[PATCH] D130331: [C++20] [Modules] Disable preferred_name when writing a C++20 Module interface
Tom Honermann via Phabricator via cfe-commits
cfe-commits at lists.llvm.org
Tue Jul 26 08:03:55 PDT 2022
tahonermann added a comment.
I guess this is probably ok as a short term fix for the Clang 15 release. It still makes me nervous though.
================
Comment at: clang/lib/Serialization/ASTWriter.cpp:4353
+ // https://github.com/llvm/llvm-project/issues/56490 for example.
+ if (!A || (isa<PreferredNameAttr>(A) && Writer->isWritingNamedModules()))
return Record.push_back(0);
----------------
ChuanqiXu wrote:
> tahonermann wrote:
> > ChuanqiXu wrote:
> > > The `Writer->isWritingNamedModules()` part is necessary. Otherwise we would break the https://github.com/llvm/llvm-project/blob/main/clang/test/PCH/decl-attrs.cpp test. The reason why the bug is not found by the user of PCH or clang modules is that a header generally would be guarded by `#ifndef ... #define` fashion. And if we remove the guard, the compiler would emit an error for duplicated definition. So the problem only lives in C++20 Named Modules.
> > Correct me if I'm mistaken, but I think this issue only occurs because, in the test, both modules have the problematic declarations in the global module fragment; thus creating duplicate definitions that have to be merged which then exposes the ODR mismatch.
> >
> > I'm suspicious that this actually fixes all possible scenarios. For example:
> > //--- X1.cpp
> > #include "foo.h"
> > import A;
> >
> > //--- X2.cpp
> > import A;
> > #include "foo.h"
> >
> > I would expect the proposed change to cause an ODR issue in these scenarios since the definition from the module still needs to be merged in non-modular TUs, but now the imported module will lack the attribute present in the non-modular TUs.
> > Correct me if I'm mistaken, but I think this issue only occurs because, in the test, both modules have the problematic declarations in the global module fragment; thus creating duplicate definitions that have to be merged which then exposes the ODR mismatch.
>
> I am not sure if I followed. If you are referring to why this problem only exists in C++20 Named Modules, I think you are correct. Other modules (Clang modules, C++20 Header units) don't have global modules.
>
> > I'm suspicious that this actually fixes all possible scenarios. For example:
>
> I've added the two examples below. I understand this is confusing at the first sight. There are two cases.
> (1) For `X1.cpp`, we do ODR checks in ASTReaders by calling `ASTContext::isSameEntity.` And `ASTContext::isSameEntity` wouldn't check for attributes. (Another defect?)

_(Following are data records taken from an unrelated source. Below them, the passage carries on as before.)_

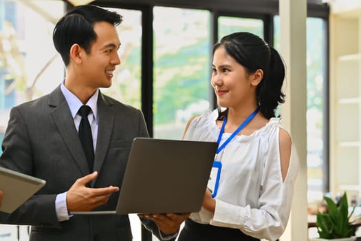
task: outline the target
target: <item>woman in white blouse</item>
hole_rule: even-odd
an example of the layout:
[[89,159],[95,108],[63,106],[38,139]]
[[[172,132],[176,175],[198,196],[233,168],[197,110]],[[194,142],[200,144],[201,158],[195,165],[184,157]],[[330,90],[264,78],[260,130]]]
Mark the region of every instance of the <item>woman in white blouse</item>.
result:
[[275,113],[285,102],[283,62],[262,39],[236,32],[215,45],[212,65],[219,108],[192,118],[184,138],[218,141],[219,149],[201,209],[178,240],[276,240],[297,173],[291,137]]

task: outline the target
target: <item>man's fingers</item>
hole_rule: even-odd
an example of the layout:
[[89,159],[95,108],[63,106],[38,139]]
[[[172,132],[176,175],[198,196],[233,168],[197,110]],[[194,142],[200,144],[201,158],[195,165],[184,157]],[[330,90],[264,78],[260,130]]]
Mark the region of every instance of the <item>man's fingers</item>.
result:
[[92,174],[88,174],[87,176],[83,176],[83,178],[78,179],[76,183],[85,186],[87,183],[94,180],[97,176],[98,171],[94,171]]

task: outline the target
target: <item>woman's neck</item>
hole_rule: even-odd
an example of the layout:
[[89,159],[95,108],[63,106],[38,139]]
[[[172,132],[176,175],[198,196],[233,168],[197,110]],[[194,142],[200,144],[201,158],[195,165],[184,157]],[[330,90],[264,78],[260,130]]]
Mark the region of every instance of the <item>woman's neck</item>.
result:
[[250,105],[237,109],[230,107],[227,114],[227,125],[230,126],[239,126],[257,108],[256,105]]

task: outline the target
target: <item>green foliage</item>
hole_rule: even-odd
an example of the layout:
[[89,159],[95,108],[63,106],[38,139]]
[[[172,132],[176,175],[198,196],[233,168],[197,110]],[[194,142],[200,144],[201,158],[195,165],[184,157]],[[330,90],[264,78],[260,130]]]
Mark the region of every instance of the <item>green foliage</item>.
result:
[[342,195],[338,206],[329,198],[325,196],[327,211],[317,213],[316,227],[320,238],[333,239],[349,238],[355,233],[355,226],[349,221],[355,207],[349,215],[349,203],[346,192]]

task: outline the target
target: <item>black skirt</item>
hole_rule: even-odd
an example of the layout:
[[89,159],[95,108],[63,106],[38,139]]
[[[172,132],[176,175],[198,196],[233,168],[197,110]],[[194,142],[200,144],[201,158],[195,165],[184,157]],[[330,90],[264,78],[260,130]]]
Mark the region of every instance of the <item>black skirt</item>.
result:
[[187,219],[178,241],[259,241],[237,229],[201,224]]

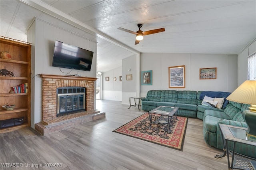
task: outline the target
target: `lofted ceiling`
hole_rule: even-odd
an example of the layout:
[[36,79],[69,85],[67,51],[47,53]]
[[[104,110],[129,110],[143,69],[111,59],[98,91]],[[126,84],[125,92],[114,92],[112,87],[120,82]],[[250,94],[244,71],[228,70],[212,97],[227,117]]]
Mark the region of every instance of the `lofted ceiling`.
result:
[[[256,38],[255,0],[2,0],[0,34],[26,41],[34,17],[97,43],[98,71],[138,53],[238,54]],[[135,45],[136,32],[164,28]]]

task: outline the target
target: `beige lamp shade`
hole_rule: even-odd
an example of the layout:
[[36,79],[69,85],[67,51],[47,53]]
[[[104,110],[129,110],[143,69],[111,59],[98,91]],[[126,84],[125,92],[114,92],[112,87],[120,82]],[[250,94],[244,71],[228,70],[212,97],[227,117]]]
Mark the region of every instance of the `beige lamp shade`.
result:
[[251,108],[255,108],[256,106],[256,80],[244,81],[227,97],[227,100],[251,105]]

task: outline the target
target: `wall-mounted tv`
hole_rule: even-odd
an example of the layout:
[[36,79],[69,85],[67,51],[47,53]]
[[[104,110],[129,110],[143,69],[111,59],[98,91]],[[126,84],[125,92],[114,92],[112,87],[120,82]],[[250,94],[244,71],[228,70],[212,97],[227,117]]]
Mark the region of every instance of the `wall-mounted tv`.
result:
[[52,66],[91,71],[93,52],[55,40]]

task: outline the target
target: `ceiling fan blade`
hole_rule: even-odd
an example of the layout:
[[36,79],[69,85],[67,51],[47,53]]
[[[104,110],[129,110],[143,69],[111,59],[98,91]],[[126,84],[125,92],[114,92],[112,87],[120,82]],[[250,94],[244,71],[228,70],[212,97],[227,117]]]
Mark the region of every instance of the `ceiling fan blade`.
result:
[[158,33],[158,32],[163,32],[164,31],[165,31],[165,29],[164,29],[164,28],[162,28],[145,31],[145,32],[142,32],[142,34],[146,36],[147,35],[152,34],[155,33]]
[[140,41],[137,40],[135,40],[135,45],[138,44],[140,43]]
[[121,28],[120,27],[119,27],[118,29],[118,30],[121,30],[122,31],[125,31],[126,32],[128,32],[129,33],[133,34],[138,34],[136,32],[133,32],[132,31],[131,31],[131,30],[126,30],[126,29]]

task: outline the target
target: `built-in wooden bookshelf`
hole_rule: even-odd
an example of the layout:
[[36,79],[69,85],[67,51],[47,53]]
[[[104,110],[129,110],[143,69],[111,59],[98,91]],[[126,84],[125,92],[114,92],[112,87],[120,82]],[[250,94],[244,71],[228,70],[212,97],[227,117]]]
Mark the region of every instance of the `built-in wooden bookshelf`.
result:
[[[0,130],[5,132],[30,126],[30,68],[31,45],[30,43],[0,37],[0,52],[7,51],[12,56],[11,59],[0,58],[0,68],[13,73],[15,77],[10,75],[0,75],[0,120],[24,117],[22,125]],[[27,83],[27,93],[10,93],[12,87]],[[15,105],[12,111],[7,111],[2,106],[8,103]]]

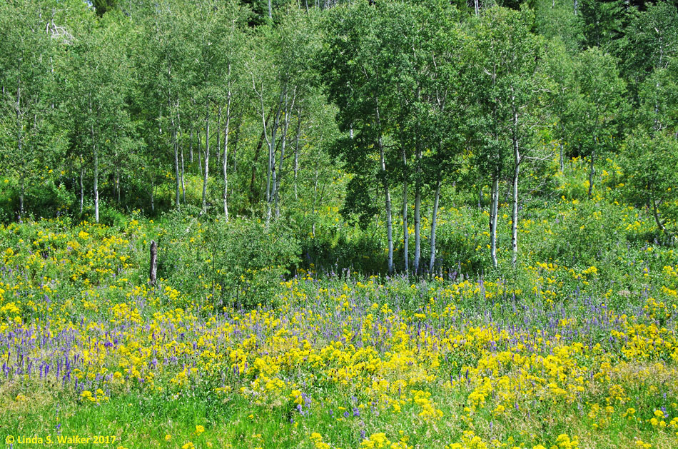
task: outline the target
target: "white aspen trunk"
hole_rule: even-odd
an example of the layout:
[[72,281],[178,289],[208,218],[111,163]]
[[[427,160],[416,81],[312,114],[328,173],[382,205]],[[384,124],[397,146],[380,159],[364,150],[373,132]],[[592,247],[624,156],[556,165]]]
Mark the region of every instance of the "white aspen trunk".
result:
[[518,259],[518,175],[520,173],[520,153],[517,140],[513,143],[513,208],[511,211],[511,246],[513,250],[513,268]]
[[83,183],[83,178],[85,176],[85,167],[82,160],[82,155],[80,155],[80,214],[82,215],[82,211],[85,205],[85,186]]
[[318,166],[315,166],[314,171],[315,178],[313,179],[313,223],[311,227],[311,235],[315,237],[315,208],[318,207]]
[[205,112],[205,171],[203,172],[203,212],[207,211],[207,178],[210,166],[210,104],[206,102]]
[[24,197],[26,193],[26,186],[24,181],[24,177],[21,177],[21,188],[19,193],[19,220],[24,218]]
[[183,178],[183,146],[181,147],[181,201],[186,203],[186,183]]
[[513,207],[511,211],[511,248],[513,268],[518,260],[518,176],[520,173],[520,147],[518,142],[518,111],[515,106],[515,94],[512,94],[513,104]]
[[219,166],[221,163],[221,106],[219,106],[216,120],[216,151],[215,153],[216,154],[217,166]]
[[[495,169],[496,170],[496,169]],[[492,263],[497,268],[497,215],[499,208],[499,173],[492,173],[492,204],[490,212],[490,253]]]
[[[89,116],[92,120],[92,101],[89,101]],[[92,138],[92,151],[94,156],[94,220],[99,222],[99,155],[94,142],[94,123],[90,122],[90,136]]]
[[[263,89],[262,89],[262,91]],[[270,138],[269,140],[268,134],[265,133],[264,137],[268,143],[268,176],[266,178],[266,224],[270,222],[270,217],[273,215],[273,193],[275,191],[275,183],[278,181],[275,176],[275,134],[278,133],[278,127],[280,126],[280,113],[283,109],[283,93],[278,100],[278,110],[275,111],[275,119],[273,121],[273,126],[270,130]],[[286,95],[286,94],[285,94]],[[261,111],[262,117],[264,116],[263,97],[261,97]],[[266,130],[265,119],[264,121],[264,131]]]
[[[410,230],[408,228],[408,158],[405,146],[400,148],[405,171],[403,180],[403,256],[405,258],[405,272],[410,272]],[[416,271],[416,268],[415,268]]]
[[99,222],[99,155],[94,145],[94,220]]
[[188,161],[193,163],[193,123],[191,123],[191,131],[188,131]]
[[[21,64],[19,64],[21,67]],[[4,89],[3,89],[4,90]],[[21,81],[17,79],[16,84],[16,149],[18,154],[22,158],[24,156],[24,133],[21,126]],[[19,221],[24,218],[24,176],[21,176],[21,188],[19,194]]]
[[[306,4],[307,12],[308,4]],[[301,136],[301,108],[298,111],[297,135],[294,138],[294,199],[298,199],[297,193],[297,173],[299,171],[299,137]]]
[[198,136],[198,168],[200,168],[200,176],[203,176],[203,141],[200,137],[199,133]]
[[381,136],[381,120],[379,116],[379,101],[375,99],[377,145],[379,147],[379,158],[381,164],[382,183],[384,186],[384,197],[386,202],[386,236],[388,239],[388,273],[393,273],[393,220],[391,213],[391,196],[388,191],[388,181],[386,178],[386,159],[384,156],[384,146]]
[[[231,74],[231,64],[228,64]],[[228,99],[226,101],[226,123],[223,128],[223,215],[228,221],[228,131],[231,125],[231,89],[229,82]]]
[[285,99],[285,121],[283,125],[283,135],[280,136],[280,158],[278,169],[278,176],[279,181],[275,184],[275,191],[274,201],[275,202],[275,217],[280,217],[280,183],[283,181],[283,163],[285,162],[285,147],[287,142],[287,133],[290,127],[290,111],[294,109],[294,102],[297,98],[296,86],[292,91],[292,101],[289,106],[287,106],[287,96]]
[[[171,104],[170,104],[171,107]],[[174,150],[174,178],[176,180],[176,192],[174,196],[174,206],[179,207],[181,203],[181,177],[179,174],[179,142],[176,138],[176,123],[174,121],[174,115],[172,117],[172,146]]]
[[437,224],[438,214],[438,200],[440,198],[440,183],[441,180],[438,178],[435,183],[435,194],[433,198],[433,212],[431,214],[431,260],[428,264],[429,273],[433,273],[435,268],[435,227]]
[[595,158],[595,150],[591,153],[591,160],[589,162],[589,198],[593,196],[593,176],[595,174],[595,168],[593,166],[593,160]]
[[421,260],[421,151],[417,148],[417,179],[415,181],[415,273],[419,274]]

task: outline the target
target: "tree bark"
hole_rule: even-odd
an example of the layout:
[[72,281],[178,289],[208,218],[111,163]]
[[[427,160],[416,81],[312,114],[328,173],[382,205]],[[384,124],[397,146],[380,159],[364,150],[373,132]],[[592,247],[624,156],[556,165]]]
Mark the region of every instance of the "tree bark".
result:
[[520,152],[518,141],[514,140],[513,208],[511,213],[511,247],[513,251],[513,268],[518,258],[518,175],[520,173]]
[[[94,126],[91,126],[93,141]],[[94,143],[94,220],[99,222],[99,153],[96,143]]]
[[490,206],[490,253],[492,263],[497,268],[497,215],[499,208],[499,173],[495,169],[492,179],[492,203]]
[[[231,75],[231,64],[228,64]],[[231,87],[229,81],[228,98],[226,101],[226,123],[223,128],[223,215],[228,221],[228,127],[231,125]]]
[[294,109],[294,102],[297,98],[297,88],[296,86],[292,91],[292,101],[289,106],[287,104],[287,96],[285,98],[285,120],[283,125],[283,134],[280,136],[280,158],[279,161],[279,166],[278,169],[278,181],[275,184],[275,197],[274,201],[275,203],[275,217],[280,217],[280,184],[283,181],[283,163],[285,161],[285,147],[287,142],[287,133],[290,128],[290,111]]
[[207,178],[210,166],[210,104],[205,104],[205,171],[203,172],[203,212],[207,211]]
[[381,136],[381,120],[379,115],[379,100],[375,98],[375,112],[377,125],[377,146],[379,148],[379,159],[381,164],[381,181],[384,187],[384,198],[386,203],[386,236],[388,239],[388,273],[393,274],[393,221],[391,214],[391,196],[388,190],[388,179],[386,174],[386,159]]
[[156,286],[156,278],[158,274],[158,243],[156,241],[151,241],[151,268],[148,273],[149,283],[151,286]]
[[419,274],[421,259],[421,149],[417,148],[417,179],[415,180],[415,273]]
[[[518,176],[520,173],[520,147],[518,142],[518,110],[515,106],[515,95],[512,94],[513,104],[513,207],[511,211],[511,248],[513,253],[512,263],[515,268],[518,259]],[[561,156],[562,153],[561,152]],[[562,163],[562,159],[561,159]]]
[[[405,272],[410,272],[410,229],[408,227],[408,158],[405,151],[405,145],[400,146],[400,155],[403,158],[403,256],[405,258]],[[416,268],[415,268],[416,272]]]
[[82,215],[82,211],[85,204],[85,186],[83,183],[83,178],[85,175],[85,167],[82,160],[82,155],[80,156],[80,214]]
[[174,206],[178,208],[181,200],[181,178],[179,174],[179,142],[176,138],[176,123],[174,121],[174,114],[172,113],[171,106],[171,103],[170,103],[170,116],[172,117],[172,147],[174,150],[174,178],[176,180]]
[[438,178],[435,183],[435,193],[433,197],[433,213],[431,214],[431,260],[428,264],[428,271],[433,273],[435,268],[435,228],[437,225],[438,200],[440,198],[441,180]]
[[[308,11],[308,4],[306,4]],[[299,171],[299,137],[301,136],[301,108],[298,111],[299,114],[297,117],[297,135],[294,139],[294,199],[298,199],[297,193],[297,173]]]
[[593,166],[593,160],[595,158],[595,150],[591,153],[591,159],[589,163],[589,198],[593,196],[593,176],[595,174],[595,168]]

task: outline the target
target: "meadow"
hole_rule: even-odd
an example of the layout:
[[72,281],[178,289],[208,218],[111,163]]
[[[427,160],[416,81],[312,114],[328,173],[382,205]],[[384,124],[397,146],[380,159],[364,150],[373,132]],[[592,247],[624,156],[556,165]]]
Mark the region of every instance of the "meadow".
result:
[[[234,266],[261,239],[244,219],[3,226],[0,434],[11,448],[675,447],[678,258],[647,241],[652,217],[615,199],[617,181],[587,198],[585,166],[526,206],[516,268],[505,249],[502,271],[475,274],[487,218],[467,205],[440,225],[467,258],[448,243],[457,263],[424,277],[316,268],[276,251],[295,248],[282,237],[260,245],[293,263]],[[320,215],[318,238],[339,216]]]

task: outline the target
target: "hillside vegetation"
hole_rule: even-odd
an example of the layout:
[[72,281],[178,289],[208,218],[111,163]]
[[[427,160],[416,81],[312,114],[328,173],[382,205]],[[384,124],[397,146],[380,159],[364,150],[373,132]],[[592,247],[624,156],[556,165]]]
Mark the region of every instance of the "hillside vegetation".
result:
[[0,41],[0,444],[678,446],[674,3],[12,0]]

> (2) For `X2.cpp`, we do ODR checks in Sema. And it would emit a warning as the tests shows.
>
> So as a conclusion, the current implementation works 'not bad' currently. But I agree that it might bad in the future. Especially WG21 are going to disallow the compilers to ignore the semantics of attributes.
>
> I am not sure if I followed. If you are referring to why this problem only exists in C++20 Named Modules, I think you are correct.
I was just trying to summarize the root cause again; to make sure I understand when and why the problem occurs.
> (1) For X1.cpp, we do ODR checks in ASTReaders by calling ASTContext::isSameEntity. And ASTContext::isSameEntity wouldn't check for attributes. (Another defect?)
Yeah, that strikes me as likely being another defect; In your added test cases, I suspect we should be doing ODR checks for both `Use1.cpp` and `Use2.cpp` (which would then produce a consistent ODR error instead of the asymmetric warning that is currently issued).